HousingEstate, Jakarta - PT Indonesian Paradise Property Tbk (INPP) merupakan salah satu pengembang nasional yang sukses mengembangkan sederet property komersial di berbagai kota besar. Di Jakarta mengembangkan pusat gaya hidup fX Sudirman dan  Plaza Indonesia, hotel Grand Hyatt, Harris Suites fX Sudirman, dan Harris Hotel Tebet.  Di Bali, INPP  berada di balik hotel Sheraton Bali Kuta Resort, Maison Aurelia Sanur, dan Harris Hotel Kuta Tuban. Di Batam memiliki Harris Hotel Batam Center, Harris Resort Waterfornt, dan di Yogyakarta punya Pop! Hotel Sangaji.

Untuk proyek ritel lainnya INPP juga telah menghadirkan banyak fasilitas itu bahkan menjadi ikon di kawasannya seperti  beachwalk Shopping Center Bali, Park 23 Creative Hub, dan 23 Paskal Shopping Center, dan sebagainya. Sementara untuk lini residensial INPP tengah mengembangkan One Residence Batam, serta Apartemen 31 Sudirman Suites  dan Antasari Place Jakarta.
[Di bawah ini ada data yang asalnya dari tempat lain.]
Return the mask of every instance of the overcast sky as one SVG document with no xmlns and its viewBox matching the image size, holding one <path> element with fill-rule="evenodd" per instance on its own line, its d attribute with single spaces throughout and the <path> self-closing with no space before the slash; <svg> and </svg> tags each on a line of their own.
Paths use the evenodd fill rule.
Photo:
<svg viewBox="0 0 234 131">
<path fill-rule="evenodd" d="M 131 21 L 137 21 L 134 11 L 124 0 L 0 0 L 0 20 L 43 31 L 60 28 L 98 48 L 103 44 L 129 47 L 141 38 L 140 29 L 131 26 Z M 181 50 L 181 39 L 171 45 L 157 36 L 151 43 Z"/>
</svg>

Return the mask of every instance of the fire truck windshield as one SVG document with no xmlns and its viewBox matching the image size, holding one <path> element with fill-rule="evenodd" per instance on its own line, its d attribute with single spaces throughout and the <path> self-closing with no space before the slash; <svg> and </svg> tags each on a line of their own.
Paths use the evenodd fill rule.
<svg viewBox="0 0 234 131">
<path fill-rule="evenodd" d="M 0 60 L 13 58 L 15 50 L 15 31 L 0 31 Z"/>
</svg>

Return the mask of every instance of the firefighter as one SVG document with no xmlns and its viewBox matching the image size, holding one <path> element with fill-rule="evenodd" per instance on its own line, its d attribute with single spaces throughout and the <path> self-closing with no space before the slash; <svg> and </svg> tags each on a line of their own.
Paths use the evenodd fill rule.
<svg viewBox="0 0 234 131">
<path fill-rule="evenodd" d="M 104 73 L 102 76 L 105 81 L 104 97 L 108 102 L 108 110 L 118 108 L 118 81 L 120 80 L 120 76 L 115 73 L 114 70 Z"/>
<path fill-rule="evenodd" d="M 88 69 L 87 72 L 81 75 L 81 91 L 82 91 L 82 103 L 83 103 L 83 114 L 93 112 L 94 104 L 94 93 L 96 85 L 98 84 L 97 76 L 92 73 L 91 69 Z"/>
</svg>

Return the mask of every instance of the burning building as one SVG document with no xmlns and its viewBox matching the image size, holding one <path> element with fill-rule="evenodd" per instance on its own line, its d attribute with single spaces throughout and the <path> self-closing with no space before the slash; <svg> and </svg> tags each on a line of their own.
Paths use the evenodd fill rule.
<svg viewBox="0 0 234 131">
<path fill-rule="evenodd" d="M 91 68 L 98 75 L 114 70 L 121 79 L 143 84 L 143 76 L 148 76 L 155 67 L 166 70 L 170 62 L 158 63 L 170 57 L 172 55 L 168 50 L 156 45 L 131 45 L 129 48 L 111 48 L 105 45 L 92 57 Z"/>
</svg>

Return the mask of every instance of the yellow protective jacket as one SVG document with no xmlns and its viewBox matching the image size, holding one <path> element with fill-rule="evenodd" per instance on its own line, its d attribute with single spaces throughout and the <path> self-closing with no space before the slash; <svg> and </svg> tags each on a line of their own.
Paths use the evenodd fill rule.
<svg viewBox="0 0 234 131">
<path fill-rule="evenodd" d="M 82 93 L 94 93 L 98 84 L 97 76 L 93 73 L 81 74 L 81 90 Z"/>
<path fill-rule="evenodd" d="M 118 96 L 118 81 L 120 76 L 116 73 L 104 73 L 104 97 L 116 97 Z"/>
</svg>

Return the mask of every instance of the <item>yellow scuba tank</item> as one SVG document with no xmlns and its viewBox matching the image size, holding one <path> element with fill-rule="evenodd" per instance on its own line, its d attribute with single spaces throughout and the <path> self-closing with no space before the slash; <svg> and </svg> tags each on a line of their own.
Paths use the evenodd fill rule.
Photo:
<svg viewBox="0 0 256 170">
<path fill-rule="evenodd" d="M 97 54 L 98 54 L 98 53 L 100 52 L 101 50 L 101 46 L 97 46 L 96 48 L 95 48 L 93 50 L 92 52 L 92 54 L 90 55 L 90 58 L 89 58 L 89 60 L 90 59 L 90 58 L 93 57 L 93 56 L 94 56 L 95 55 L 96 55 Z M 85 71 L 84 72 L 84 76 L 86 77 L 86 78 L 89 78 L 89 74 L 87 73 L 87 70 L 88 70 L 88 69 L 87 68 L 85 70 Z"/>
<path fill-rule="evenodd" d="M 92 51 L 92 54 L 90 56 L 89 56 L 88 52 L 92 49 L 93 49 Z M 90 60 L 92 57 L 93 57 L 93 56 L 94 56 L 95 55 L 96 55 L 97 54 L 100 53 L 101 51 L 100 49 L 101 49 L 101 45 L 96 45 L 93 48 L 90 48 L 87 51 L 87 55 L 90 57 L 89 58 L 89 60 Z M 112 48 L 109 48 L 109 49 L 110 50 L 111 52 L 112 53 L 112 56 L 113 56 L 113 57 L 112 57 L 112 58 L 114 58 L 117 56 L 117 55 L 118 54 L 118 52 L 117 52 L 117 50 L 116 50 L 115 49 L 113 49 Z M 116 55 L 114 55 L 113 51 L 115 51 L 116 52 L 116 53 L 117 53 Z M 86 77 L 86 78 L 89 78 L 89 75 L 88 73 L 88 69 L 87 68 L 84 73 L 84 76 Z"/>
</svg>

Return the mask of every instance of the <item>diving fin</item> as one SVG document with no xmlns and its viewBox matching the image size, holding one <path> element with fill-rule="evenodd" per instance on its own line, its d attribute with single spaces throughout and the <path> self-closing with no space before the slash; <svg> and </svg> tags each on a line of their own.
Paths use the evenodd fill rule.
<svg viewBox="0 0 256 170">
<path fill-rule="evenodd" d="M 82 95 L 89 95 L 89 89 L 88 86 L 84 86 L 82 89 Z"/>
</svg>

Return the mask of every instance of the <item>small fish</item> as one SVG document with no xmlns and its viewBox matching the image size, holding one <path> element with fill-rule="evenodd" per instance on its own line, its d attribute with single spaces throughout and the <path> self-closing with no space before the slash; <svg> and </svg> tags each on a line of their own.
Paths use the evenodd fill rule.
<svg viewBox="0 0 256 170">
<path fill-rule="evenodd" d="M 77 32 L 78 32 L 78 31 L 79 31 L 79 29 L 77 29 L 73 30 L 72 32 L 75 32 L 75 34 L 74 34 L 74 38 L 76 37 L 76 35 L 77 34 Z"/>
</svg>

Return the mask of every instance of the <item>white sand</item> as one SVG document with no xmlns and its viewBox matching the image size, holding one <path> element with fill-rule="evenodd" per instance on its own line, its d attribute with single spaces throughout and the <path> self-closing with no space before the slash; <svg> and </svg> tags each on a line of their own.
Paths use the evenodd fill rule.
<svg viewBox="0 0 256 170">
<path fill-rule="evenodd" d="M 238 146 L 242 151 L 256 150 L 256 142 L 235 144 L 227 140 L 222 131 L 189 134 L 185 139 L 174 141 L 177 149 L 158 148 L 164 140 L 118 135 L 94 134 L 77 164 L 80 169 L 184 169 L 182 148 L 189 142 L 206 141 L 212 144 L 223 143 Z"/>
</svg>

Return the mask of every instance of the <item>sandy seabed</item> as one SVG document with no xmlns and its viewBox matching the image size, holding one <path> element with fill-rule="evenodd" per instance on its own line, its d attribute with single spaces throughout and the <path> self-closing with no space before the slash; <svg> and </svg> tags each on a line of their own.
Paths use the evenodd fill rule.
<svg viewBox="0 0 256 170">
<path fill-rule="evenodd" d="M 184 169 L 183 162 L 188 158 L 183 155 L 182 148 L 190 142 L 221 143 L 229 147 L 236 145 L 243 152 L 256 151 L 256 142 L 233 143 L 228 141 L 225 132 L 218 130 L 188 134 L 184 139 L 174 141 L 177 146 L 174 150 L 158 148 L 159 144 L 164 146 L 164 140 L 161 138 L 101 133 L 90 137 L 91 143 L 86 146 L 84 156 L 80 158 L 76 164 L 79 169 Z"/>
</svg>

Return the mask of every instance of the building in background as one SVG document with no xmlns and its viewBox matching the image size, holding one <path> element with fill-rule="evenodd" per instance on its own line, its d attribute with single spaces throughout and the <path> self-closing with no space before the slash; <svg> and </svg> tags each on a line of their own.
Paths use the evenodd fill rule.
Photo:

INPP juga piawai menggarap proyek yang terkendala dengan mengakuisisinya. fX Sudirman, 23 Paskal, Harris Hotel, dan yang terbaru Antasari Place merupakan proyek hasil akuisisi dengan mengambil alih dari manajemen lama. Hingga saat ini INPP telah mengakuisisi sebanyak tujuh proyek.

“Hingga saat ini INPP telah mengembangkan tidak kurang 24 proyek dengan tujuh proyek hasil akuisisi dan 0 persen yang gagal,” ujar Anthony Prabowo Susilo, Presiden Direktur & CEO INPP saat acara media coffee break di Antasari Place, Jumat (9/9).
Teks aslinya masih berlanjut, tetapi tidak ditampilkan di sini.